Também foi reforçada a importância da denúncia imediata de ameaças ou discursos de ódio. A orientação apresentada no encontro é para que evidências sejam reunidas e encaminhadas aos canais oficiais do programa Escola que Protege, evitando a disseminação de boatos nas redes sociais, o que pode gerar pânico coletivo.

Outro ponto debatido envolveu os fatores de risco associados à violência escolar.
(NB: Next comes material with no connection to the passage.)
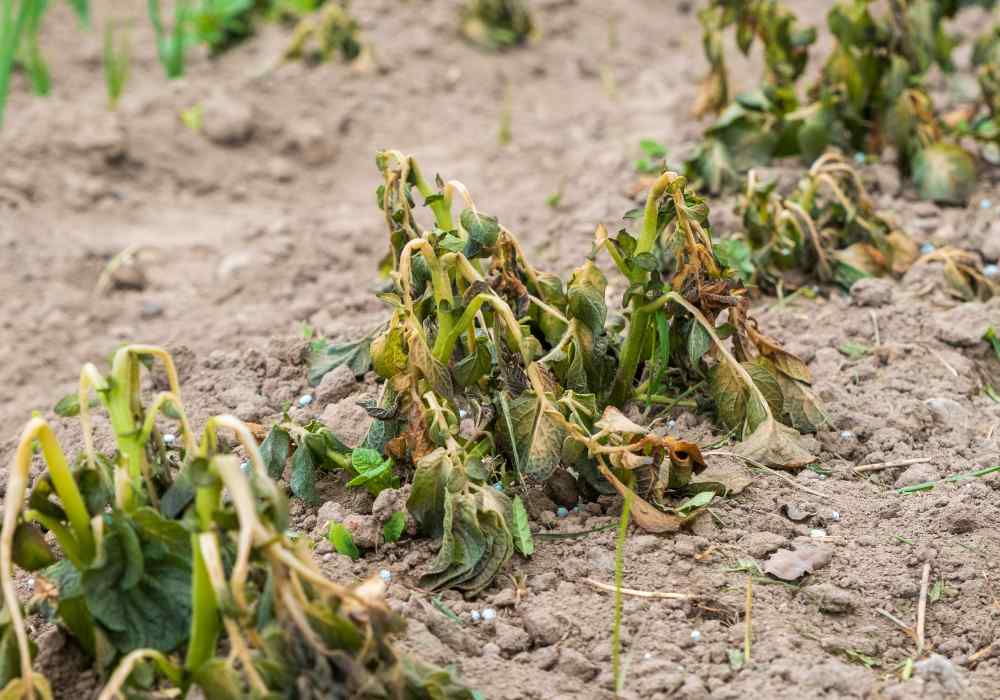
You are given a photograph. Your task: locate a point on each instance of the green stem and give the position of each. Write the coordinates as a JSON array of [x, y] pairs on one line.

O diretor do Centro Integrado de Operações (CIOP), tenente-coronel Ewerson Melo Pontes, apontou o bullying e o cyberbullying como elementos frequentemente relacionados ao agravamento de ameaças contra escolas.

Ao citar episódios registrados no Brasil e em outros países, o oficial explicou o conceito conhecido como “copycat”, caracterizado pela repetição de métodos utilizados em ataques anteriores. Segundo ele, esse comportamento costuma integrar o planejamento dos agressores para ampliar o impacto das ações. Durante a apresentação, gestores escolares receberam orientações sobre como identificar situações que ultrapassam casos de indisciplina e passam a representar riscos concretos à segurança.

A responsabilidade compartilhada no ambiente digital também foi destacada no encontro. Representantes do MPRO defenderam que famílias, escolas e poder público atuem de forma conjunta no acompanhamento das atividades online de crianças e adolescentes, especialmente diante da aproximação de jovens com grupos extremistas na internet.

A mesa de debates foi conduzida pelas promotoras de Justiça Tânia Garcia, coordenadora do Núcleo de Atendimento à Vítima (Navit) e do Grupo de Atuação Especial da Segurança Pública (Gaesp); Luciana Ondei Rodrigues Silva, coordenadora do Grupo de Atuação Especial da Educação (Gaeduc); e Joice Gushy Mota Azevedo. O evento contou ainda com participação institucional da Secretaria de Estado da Educação, sob gestão de Massud Jorge Badra Neto.

Em situações de emergência, a orientação é acionar imediatamente a Polícia Militar pelo telefone 190. Denúncias também podem ser encaminhadas à direção escolar, aos canais do programa Escola que Protege e à Ouvidoria do MPRO, pelo telefone 127 ou WhatsApp (69) 99977-0127.